情操中心に考え行動するので、ルールが機能しないような有事において大きな混乱が起きにくいという強みもあります。
大震災下でも秩序正しく行動する日本人の倫理観は、海外からもたびたび賞賛されています。
また日本の組織や社会において個人に求められる姿勢にも、特徴があります。
『以和為貴、無忤為宗(和を以て貴しとなし、さからうことなきを宗となす)』という言葉が、1400年以上も日本には引き継がれています。
わだかまりが残らぬよう皆でよく話し合いなさいという意味で、『和』を大切にしなさいということですね。
限られた国土のなかで田畑を共同して耕したり、長屋で共同生活をする必要があった日本では、組織の一員である個人に『協調』が求められてきました。
ただ最近では相手の考えや状況を無視し、一方的に多数派や年長者に従うことを求める空気が同調圧力となり、尊い個性を抑え込んでしまっている場面も増えています。
個性を抑えると均一化された社会や組織になってしまい、変化に弱くなってしまいます。
日本の特徴が問題を引き起こす原因
戦後日本経済成長の立役者となった当時のベンチャー企業(今では大企業)は、経営者が『直観』で多くの経営判断を下し、世界の競合企業を抜いて大きく成長することができたのだと思います。
当時の経営者は勘や当てずっぽう(直感)で経営判断を下したのではなく、自らの感情や情操(価値観や理念)にもとづく直観により、素早く正しい判断をしていたはずです。
日本人が正しく判断をするためには、直観のもとになる正しい感情や情操が重要です。
調和された強い組織を築き運営していくには、相手の感情を素早く適切に感じ取り、相手に対する細かな心配りをお互い備えていることが前提となっていました。
また外国から評価されている『おもてなし』は、マニュアル化された表面的なサービスとしてのおもてなしではなく、お客一人一人の感情に合わせた心配りからくるおもてなしなのです。
お天道様が見ているという言葉に代表されるように、誰も見ていなくても悪いことをしようとすると心が痛んで自ら思いとどまる。
他人や組織のことを無視して自分の利益ばかりを追求した行動(組織や他人の期待に背く行為)をしようとすると羞恥心が働き、自己をコントロールして利他的な思考に戻る。

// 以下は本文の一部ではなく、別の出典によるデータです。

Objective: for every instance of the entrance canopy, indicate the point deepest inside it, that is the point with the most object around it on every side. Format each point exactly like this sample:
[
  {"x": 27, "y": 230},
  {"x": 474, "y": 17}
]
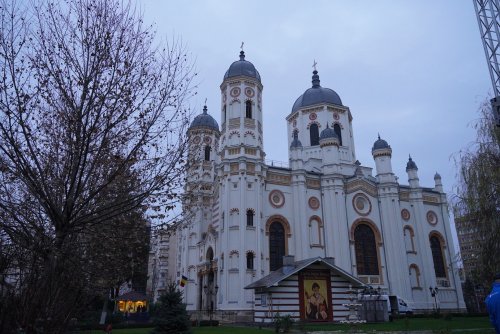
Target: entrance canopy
[{"x": 132, "y": 302}]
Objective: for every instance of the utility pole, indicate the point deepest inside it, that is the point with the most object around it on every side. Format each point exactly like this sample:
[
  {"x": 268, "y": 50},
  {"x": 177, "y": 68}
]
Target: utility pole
[{"x": 487, "y": 12}]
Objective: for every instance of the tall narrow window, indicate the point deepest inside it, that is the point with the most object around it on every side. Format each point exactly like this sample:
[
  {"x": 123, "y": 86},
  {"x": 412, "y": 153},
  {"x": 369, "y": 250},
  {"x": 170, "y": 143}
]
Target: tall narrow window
[
  {"x": 276, "y": 246},
  {"x": 250, "y": 258},
  {"x": 414, "y": 276},
  {"x": 437, "y": 257},
  {"x": 314, "y": 134},
  {"x": 207, "y": 153},
  {"x": 366, "y": 250},
  {"x": 409, "y": 242},
  {"x": 249, "y": 217},
  {"x": 338, "y": 131},
  {"x": 249, "y": 109}
]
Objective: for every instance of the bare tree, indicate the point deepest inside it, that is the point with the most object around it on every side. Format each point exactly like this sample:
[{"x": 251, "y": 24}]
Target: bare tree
[
  {"x": 477, "y": 200},
  {"x": 92, "y": 132}
]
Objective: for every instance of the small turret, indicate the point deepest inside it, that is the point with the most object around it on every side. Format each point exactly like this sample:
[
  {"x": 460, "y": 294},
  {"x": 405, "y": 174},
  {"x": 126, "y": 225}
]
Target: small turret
[
  {"x": 382, "y": 153},
  {"x": 438, "y": 186},
  {"x": 411, "y": 169}
]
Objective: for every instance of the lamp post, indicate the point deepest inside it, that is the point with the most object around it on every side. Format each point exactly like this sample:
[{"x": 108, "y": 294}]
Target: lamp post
[
  {"x": 210, "y": 292},
  {"x": 434, "y": 292}
]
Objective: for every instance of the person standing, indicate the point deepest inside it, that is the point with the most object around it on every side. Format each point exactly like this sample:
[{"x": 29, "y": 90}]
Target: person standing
[{"x": 493, "y": 304}]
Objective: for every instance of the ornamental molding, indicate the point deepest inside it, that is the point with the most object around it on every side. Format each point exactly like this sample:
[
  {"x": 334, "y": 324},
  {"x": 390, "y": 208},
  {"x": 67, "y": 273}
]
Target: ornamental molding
[
  {"x": 309, "y": 110},
  {"x": 404, "y": 196},
  {"x": 361, "y": 204},
  {"x": 431, "y": 199},
  {"x": 405, "y": 214},
  {"x": 335, "y": 109},
  {"x": 314, "y": 203},
  {"x": 313, "y": 183},
  {"x": 276, "y": 198},
  {"x": 275, "y": 178},
  {"x": 249, "y": 133},
  {"x": 361, "y": 185}
]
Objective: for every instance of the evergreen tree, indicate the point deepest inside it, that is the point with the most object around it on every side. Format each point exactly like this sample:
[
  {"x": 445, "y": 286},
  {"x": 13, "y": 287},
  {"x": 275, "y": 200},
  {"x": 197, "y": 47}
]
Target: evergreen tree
[{"x": 170, "y": 315}]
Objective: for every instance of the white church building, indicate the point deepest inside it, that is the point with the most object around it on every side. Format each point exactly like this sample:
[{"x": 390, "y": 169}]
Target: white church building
[{"x": 242, "y": 216}]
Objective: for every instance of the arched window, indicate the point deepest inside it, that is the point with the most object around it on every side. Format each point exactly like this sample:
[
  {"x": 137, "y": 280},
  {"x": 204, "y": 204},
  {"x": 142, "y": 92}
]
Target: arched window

日本人の特徴を強みとして生かすことが出来た時代には、日本人特有の『心(情緒)』が育まれていたのだと思います。
その日本人特有の心(情緒)が変化してしまったために、日本人の特徴が弱点になっているのだと思います。
情緒の大切さと教育改革を唱え続けた数学者
日本人の情緒のすばらしさと、戦後教育に対する問題を提起し続けた数学者がいました。
岡潔さんは、日本人の特徴を以下のように表現しています。
日本民族は情の民族である。
人と人の間によく心が通い合うし、人と自然との間にもよく心が通い合う。
この心を情というのである。日本民族は情によってつながっているのである。(中略)人の心をわたし情緒という言葉を使ってます。(中略)
一葉舟 岡潔
人は情緒を形に現わして生きている、その情緒が形に現れるとき、喜びを感じる。
それが生きがいです。
また岡潔さんは半世紀以上前から、情緒が損なわれている原因の一つに(義務)教育を挙げ、教育改革の必要性を訴え続けていました。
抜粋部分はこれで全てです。